Neither do hidden dimensions explain creation. There must be something (some Creator) within those dimensions for creation to happen. The idea of many dimensions is fully compatible with the claims of religion. God exists beyond the dimension of time; therefore he creates in the beginning. We can imagine multiple dimensions, but never actually comprehend them. Just as two-dimensional cartoon characters cannot experience our three-dimensional existence, we cannot fully comprehend God or his act of creation. We intuit, but we do not know. In short, we must accept it through faith--faith in the sufficiently obvious. In this way, Religion (what we believe) takes us farther than Science (what we know, scientia). Religion uses this faith as the starting point, whereas Science can only bring us as far as this faith. Religion answers the question: once we know God created the earth, how ought we to live?
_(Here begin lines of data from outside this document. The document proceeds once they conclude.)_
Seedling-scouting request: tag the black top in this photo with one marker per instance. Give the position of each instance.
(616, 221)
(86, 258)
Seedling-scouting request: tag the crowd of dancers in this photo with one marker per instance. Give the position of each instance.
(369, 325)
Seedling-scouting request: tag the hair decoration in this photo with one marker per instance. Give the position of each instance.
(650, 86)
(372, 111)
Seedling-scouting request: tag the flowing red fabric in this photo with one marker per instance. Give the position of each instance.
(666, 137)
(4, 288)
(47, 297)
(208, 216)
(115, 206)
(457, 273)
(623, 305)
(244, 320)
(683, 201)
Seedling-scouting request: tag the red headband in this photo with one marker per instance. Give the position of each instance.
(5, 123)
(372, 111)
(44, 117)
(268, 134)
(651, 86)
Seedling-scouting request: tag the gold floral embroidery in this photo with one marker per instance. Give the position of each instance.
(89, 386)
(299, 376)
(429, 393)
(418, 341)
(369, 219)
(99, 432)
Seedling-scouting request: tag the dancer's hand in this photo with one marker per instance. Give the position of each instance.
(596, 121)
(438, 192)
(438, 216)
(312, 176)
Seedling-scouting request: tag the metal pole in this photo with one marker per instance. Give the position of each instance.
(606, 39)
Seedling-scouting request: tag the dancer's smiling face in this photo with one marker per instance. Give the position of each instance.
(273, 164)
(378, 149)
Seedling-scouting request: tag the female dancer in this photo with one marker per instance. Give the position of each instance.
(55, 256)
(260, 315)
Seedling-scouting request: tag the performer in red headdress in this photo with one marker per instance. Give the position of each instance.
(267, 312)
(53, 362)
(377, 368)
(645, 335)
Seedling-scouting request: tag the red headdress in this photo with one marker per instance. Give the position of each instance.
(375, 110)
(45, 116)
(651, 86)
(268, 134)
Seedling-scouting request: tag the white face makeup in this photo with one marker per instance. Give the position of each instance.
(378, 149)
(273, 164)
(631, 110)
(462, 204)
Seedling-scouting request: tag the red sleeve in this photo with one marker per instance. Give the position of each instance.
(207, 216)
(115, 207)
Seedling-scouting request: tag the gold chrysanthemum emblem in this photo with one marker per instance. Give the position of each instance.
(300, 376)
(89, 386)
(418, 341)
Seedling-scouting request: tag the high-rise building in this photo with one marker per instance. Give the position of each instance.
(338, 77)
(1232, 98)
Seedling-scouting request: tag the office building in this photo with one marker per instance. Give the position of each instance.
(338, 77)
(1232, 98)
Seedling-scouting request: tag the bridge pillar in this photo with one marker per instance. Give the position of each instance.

To answer your question, then (and contradict what I originally said): Religion, being dependent on belief, comprehends things we cannot; however Science, being dependent on knowledge, takes us only as far as our minds can go.

Re: And that's that, haha :)

PostPosted: Mon Jul 04, 2011 3:11 pm
by ChristusDeusEst
I forgot to mention:

Anyone looking for a good book about philosophy/science/creation-debate should read There Is A God, by Antony Flew, in which the author outlines the philosophical arguments which led him to convert to theism after his 50+ year career as a prominent atheist philosopher. In his heyday, Flew debated C.S. Lewis, the renown Christian apologist (who, incidentally, also converted from atheism) better known to the non-Christian world as the author of The Chronicles of Narnia.

I also would recommend anyone interested in this subject should read the collected works of Michael Polanyi.

Re: And that's that, haha :)

PostPosted: Mon Jul 04, 2011 9:56 pm
by mirjana
To answer your question, then (and contradict what I originally said): Religion, being dependent on belief, comprehends things we cannot; however Science, being dependent on knowledge, takes us only as far as our minds can go.

Hi ChristusDeusEst,
Welcome to DS. =0)
I read all your inspiring answers and like the way you comment things. I took your last lines from this answer as a good illustration for that.
As about religion, I think that philosophy corresponds even better to the description above. But, then, there is again a question. Can we completely put belief out of knowledge? Isn't it very connected to the knowledge, following the evolution of knowledge? What we have today are interpretations of old believes put into the context of the knowledge evolved so far.
I see them as two sides of the same coin that support and inspire each other even then when it seems that they oppose each other.